Riguardo all’industria l’Iri si potrebbe persino definire un ente di privatizzazione, avendo risanato e rivenduto ai privati persino negli anni dell’autarchia la grandissima parte delle grandi, medie e piccole imprese finite in mano allo Stato in seguito al fallimento delle banche miste che ne possedevano o controllavano in tutto o in parte il capitale azionario. L’Iri conservò il controllo di grandi imprese di settori strategici, per la cui riprivatizzazione non esistevano sul mercato capitali sufficienti. 

La proposta in discussione oggi è esattamente opposta: espandere la presenza e il controllo dello Stato sul capitale industriale. Il secondo punto fermo è che durante il fascismo e negli anni della Ricostruzione l’Iri non fu sottoposto al controllo di alcun organismo politico, sottraendosi persino al più volte tentato inquadramento entro il Ministero delle Corporazioni.

Il quarto punto fermo è che nella formulazione dello Statuto del 1948, morto Beneduce già nel 1944, Donato Menichella che lo aveva affiancato nell’intera storia dell’Istituto come direttore, si batté perché l’Iri mantenesse il carattere di Ente finanziario, perché non si espandesse ad altri settori e non si trasformasse in uno strumento delle politiche di sviluppo governative, in particolare di quelle meridionaliste. 

Menichella si oppose alla ridefinizione dei compiti dell’Iri nel 1956 e alla nascita del Ministero delle partecipazioni statali, che furono invece sostenuti da Pasquale Saraceno, in base ad una visione meno liberale, laica e pragmatica, ovvero in base ad un progetto di rinnovamento economico e sociale dai forti connotati utopistici di impronta cristiana. 

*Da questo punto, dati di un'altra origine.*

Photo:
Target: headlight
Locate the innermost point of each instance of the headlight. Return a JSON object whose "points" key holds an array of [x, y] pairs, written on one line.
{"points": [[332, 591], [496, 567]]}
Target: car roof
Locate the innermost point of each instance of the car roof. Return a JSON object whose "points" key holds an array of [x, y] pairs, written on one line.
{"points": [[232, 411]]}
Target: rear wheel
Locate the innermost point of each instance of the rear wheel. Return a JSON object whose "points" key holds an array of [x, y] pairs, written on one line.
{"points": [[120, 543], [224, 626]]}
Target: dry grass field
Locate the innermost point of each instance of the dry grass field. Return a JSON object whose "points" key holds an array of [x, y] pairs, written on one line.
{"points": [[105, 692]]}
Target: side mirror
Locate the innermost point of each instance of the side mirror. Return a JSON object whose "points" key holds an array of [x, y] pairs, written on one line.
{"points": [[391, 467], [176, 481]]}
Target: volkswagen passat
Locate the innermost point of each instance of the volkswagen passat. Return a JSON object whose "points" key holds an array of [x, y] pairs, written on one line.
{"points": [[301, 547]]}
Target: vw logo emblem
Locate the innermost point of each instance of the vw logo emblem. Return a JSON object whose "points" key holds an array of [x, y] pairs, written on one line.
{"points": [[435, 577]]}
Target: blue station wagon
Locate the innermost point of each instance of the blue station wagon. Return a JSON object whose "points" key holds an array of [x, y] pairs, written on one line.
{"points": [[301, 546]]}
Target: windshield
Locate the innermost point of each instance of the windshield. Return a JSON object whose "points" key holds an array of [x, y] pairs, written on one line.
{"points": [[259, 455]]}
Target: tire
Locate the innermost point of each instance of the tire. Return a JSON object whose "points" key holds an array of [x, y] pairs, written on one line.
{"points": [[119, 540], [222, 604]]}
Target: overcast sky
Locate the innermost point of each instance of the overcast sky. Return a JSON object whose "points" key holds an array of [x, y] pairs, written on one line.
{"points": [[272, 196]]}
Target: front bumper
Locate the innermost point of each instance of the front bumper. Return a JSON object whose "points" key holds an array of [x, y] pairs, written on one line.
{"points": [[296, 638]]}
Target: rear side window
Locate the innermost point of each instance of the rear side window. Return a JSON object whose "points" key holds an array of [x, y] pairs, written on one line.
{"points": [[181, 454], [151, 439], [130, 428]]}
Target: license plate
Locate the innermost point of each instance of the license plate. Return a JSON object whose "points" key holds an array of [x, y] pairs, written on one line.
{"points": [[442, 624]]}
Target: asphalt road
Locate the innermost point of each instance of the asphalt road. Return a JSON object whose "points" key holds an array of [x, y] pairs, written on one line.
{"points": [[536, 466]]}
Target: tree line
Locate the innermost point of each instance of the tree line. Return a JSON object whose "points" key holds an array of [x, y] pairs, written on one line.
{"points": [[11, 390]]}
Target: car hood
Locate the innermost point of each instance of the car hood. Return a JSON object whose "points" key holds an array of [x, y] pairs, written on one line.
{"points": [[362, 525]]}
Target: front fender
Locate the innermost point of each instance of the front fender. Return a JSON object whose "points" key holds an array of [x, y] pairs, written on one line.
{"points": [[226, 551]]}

Secondo Saraceno con la sua nascita nel 1933 l’Iri avrebbe rappresentato il momento più significativo della storia del capitalismo industriale, rivelando per tutto il periodo trascorso la debolezza storica degli industriali privati e indicando per il futuro la superiorità dell’industria pubblica. Saraceno arrivò a retrodatare la nascita del sistema delle partecipazioni statali alla fine dell’800, al momento della costituzione delle banche miste, in quanto destinate a fallire con in mano i pacchetti azionari di grandissima parte delle imprese italiane. 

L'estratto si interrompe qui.